Authorities warn about rabies cases

CONYERS — There have been several reports this year of animals with confirmed rabies in Rockdale County. Consequently, the Rockdale County Sheriff’s Office is urging people to take precautions when outside and in areas where wild animals may be living.

The Sheriff’s Office posted the warning on its Facebook page Wednesday, advising citizens to “be educated, prepared, and understand the seriousness of rabies.”

In one incident that occurred on June 21, deputies were called to a home on Saxony Drive by a resident who reported there was a sick-looking raccoon in the area where children were playing.

“Once I arrived on scene, the raccoon appeared to be very sick and had mucous coming from his eyes and it was hunched up and scouring around (and appeared to) be very aggressive in nature,” Deputy Jonathan David Walsh reported.

The deputy determined the animal needed to be taken down, so he used his department-issued shotgun to shoot the animal twice.

Earlier in the month, a Rockdale County man killed a fox with a knife after it attacked a 3-year-old child who was visiting at his home on Flat Shoals Road.

The girl was taken to Rockdale Medical Center by ambulance where she received the first of five rounds of rabies vaccine.

This was the second time a fox had approached someone at that location. Two weeks earlier, a fox came out from underneath a truck and bit a man several times on his legs. However, the man was wearing thick socks so the bites never broke the skin.

Ciji Baker, shelter manager for Rockdale County Animal Care and Control, said toward the end of June, a man on Pembroke Court was attacked by a fox that later tested positive for rabies.

In January, a fox that also tested positive for rabies had attacked two people at St. George Place in Conyers.

Baker said that the number of reported bites from animals with rabies this year is the highest in his 13 years with Animal Care and Control.

That said, he does not believe there is an epidemic of rabies.

“It’s summer and in the summer, you’re gong to see wild animals, like foxes, raccoons and coyotes.
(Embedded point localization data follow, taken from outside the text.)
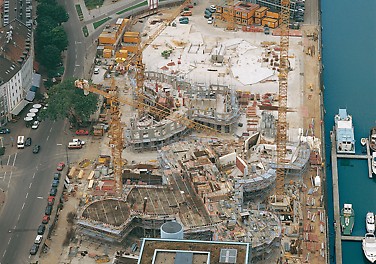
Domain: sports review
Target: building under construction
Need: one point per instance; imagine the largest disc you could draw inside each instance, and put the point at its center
(214, 106)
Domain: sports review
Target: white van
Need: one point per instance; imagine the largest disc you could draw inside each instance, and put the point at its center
(21, 142)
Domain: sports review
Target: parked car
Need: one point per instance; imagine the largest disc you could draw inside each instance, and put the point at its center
(53, 192)
(55, 183)
(41, 229)
(34, 249)
(82, 132)
(48, 210)
(60, 166)
(4, 130)
(38, 239)
(36, 149)
(28, 142)
(51, 200)
(45, 219)
(57, 175)
(35, 124)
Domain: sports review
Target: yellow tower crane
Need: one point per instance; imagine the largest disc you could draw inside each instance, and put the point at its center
(282, 96)
(116, 132)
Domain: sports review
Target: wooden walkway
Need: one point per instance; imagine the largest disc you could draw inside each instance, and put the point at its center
(337, 226)
(351, 156)
(369, 159)
(351, 238)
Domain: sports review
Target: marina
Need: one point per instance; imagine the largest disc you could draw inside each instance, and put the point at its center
(346, 81)
(338, 215)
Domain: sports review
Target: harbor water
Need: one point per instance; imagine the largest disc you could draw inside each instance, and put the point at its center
(349, 77)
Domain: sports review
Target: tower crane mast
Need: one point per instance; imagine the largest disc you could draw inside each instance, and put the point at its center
(282, 96)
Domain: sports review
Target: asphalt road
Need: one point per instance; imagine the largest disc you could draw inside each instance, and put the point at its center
(27, 178)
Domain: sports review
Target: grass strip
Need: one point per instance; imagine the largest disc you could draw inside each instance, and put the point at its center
(92, 4)
(101, 22)
(132, 7)
(86, 31)
(79, 12)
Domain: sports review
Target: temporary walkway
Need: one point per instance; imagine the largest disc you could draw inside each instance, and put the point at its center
(337, 226)
(351, 238)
Those are all carriers of rabies,” Baker said.

Teri Key-Hooson, director of the Newton County Animal Shelter, said there have been only two reports of rabid animals in Newton County this year — a skunk that tested positive in January and another skunk with rabies in March.
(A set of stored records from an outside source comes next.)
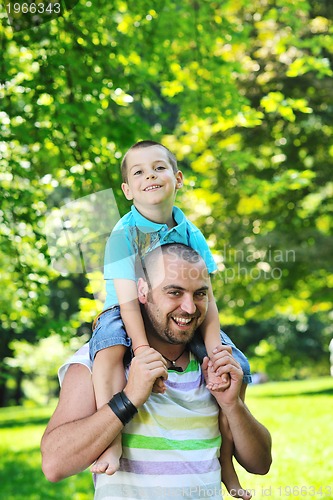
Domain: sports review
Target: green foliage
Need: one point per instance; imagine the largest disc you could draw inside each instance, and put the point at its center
(21, 476)
(40, 363)
(240, 91)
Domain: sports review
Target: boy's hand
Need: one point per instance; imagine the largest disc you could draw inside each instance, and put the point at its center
(223, 363)
(146, 367)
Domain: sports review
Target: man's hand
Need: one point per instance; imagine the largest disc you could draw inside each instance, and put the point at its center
(147, 367)
(223, 363)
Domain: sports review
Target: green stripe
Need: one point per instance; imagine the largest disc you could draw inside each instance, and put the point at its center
(156, 443)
“I say that with caution. It’s not that it’s not out there; it just hasn’t surfaced yet,” she said.

Rabies is a virus that is seen primarily in wild mammals, such as skunks, raccoons, coyotes, foxes and bats, and is passed when an infected animal bites another animal.

Baker said there are a number of reasons to account for a spike in the number of animal bites. For one thing, Baker said, construction eats into the natural habitat of these animals, so in some ways they are displaced.

At the same time, animals are adjusting to their surroundings.

“They become accustomed to human activity, getting used to that environment, so they don’t stay hidden and may venture out more because they’re used to seeing you every day,” he said.

In any event, Baker advised that people use caution when outside and never approach a wild animal.

He also said not to leave pet food on the back porch and to make sure a lid is on all trash cans.

“You want to prevent wild animals from wanting to be on your property – you don’t want them to have a free buffet in your back yard,” Baker said.

He said to make sure all pets, such as cats and dogs, are up to date on their rabies shots.